Section 13 of SB 2X designates the following existing and prospective RPS transactions as not subject to the limitations on transactions involving both firmed and shaped products and unbundled RECs:
- RPS power from out-of-state resources that is being sold to California utilities in accordance with CPUC-approved power purchase agreements and will “supply electricity to California end-use customers”; and
- “[N]early 7,000 megawatts of additional proposed renewable energy resources located outside of California that are awaiting interconnection approval from the Independent System Operator,” if procured by a California utility.
These exemptions arguably grandfather all prior CPUC-approved power purchase agreements.

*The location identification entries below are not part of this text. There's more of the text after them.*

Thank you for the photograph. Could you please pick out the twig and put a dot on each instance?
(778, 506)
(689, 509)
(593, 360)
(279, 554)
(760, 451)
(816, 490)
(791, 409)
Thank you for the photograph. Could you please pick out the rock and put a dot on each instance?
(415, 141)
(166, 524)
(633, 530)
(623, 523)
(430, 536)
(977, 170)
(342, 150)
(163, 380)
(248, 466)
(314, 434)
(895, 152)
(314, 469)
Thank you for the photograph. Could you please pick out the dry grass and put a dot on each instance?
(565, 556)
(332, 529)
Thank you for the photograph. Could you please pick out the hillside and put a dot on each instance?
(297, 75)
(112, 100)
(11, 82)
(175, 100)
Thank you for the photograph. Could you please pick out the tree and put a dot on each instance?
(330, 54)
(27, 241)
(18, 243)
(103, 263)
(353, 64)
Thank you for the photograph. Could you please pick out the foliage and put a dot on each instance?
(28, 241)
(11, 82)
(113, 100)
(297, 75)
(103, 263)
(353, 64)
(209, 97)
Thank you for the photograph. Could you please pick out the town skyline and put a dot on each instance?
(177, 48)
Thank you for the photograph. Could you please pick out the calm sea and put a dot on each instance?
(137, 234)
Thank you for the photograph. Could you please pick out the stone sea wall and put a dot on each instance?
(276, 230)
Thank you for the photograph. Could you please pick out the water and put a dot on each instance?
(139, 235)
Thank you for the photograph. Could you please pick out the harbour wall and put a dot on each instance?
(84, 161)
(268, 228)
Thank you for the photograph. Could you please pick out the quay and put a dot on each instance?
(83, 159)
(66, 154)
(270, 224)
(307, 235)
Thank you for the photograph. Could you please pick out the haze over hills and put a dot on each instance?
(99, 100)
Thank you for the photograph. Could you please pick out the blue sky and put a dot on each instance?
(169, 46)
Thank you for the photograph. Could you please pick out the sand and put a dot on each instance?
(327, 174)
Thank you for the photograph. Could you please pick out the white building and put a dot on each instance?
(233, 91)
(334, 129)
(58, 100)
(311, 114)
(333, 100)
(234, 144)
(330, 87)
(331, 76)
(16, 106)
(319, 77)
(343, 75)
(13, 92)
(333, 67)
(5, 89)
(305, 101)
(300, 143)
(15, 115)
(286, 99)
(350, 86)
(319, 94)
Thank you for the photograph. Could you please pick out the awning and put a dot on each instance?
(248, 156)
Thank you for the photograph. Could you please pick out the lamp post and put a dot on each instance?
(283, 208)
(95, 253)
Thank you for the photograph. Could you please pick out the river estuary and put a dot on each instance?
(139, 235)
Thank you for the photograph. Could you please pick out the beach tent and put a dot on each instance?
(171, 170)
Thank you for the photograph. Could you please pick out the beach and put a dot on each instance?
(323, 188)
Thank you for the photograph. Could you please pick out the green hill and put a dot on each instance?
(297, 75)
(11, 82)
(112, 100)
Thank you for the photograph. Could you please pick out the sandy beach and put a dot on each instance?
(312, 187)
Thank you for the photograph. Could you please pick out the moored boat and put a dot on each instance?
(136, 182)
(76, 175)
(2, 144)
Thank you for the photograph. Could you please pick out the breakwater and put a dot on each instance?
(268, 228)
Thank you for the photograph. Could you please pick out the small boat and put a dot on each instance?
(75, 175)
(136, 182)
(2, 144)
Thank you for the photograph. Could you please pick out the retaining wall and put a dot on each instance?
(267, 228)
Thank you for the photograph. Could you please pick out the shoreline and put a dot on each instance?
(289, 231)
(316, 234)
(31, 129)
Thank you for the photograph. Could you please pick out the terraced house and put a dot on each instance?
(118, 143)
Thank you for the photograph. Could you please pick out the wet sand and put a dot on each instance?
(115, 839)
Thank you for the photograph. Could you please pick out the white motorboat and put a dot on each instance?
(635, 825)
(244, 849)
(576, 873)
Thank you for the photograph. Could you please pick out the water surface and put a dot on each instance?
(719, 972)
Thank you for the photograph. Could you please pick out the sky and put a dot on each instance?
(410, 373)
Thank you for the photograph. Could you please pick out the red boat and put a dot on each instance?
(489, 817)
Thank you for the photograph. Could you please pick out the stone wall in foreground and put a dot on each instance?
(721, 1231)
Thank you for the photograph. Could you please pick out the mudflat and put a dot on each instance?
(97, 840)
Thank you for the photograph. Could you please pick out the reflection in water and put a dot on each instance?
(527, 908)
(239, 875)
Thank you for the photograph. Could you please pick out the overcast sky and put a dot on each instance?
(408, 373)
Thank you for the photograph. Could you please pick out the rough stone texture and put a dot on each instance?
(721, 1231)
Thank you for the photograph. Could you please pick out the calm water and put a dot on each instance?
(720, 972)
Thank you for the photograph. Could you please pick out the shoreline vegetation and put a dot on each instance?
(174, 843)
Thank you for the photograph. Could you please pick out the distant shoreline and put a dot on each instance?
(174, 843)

This would be a significant improvement in the available capacity for future transactions involving both firmed and shaped products and unbundled RECs when compared to the expected available capacity that was to result from the 2011 TREC Decision.
As noted above, the 2011 TREC Decision counted all transactions involving both firmed and shaped products or unbundled RECs to count against the 25 percent TREC cap regardless of whether the transaction had been approved by the CPUC prior to the 2011 TREC Decision. Thus, a significant portion of the available capacity under the 25 percent TREC cap would have already been subscribed by existing CPUC-approved contracts that are now considered TREC transactions by the 2011 TREC Decision.
SB 2X provides additional support that the exemptions of Section 13 noted above are meant to grandfather all prior CPUC-approved power purchase agreements, however, the full extent of the scope of the grandfathering of prior RPS transactions may not be known until the CPUC issues a ruling construing the specific statutory language of SB 2X.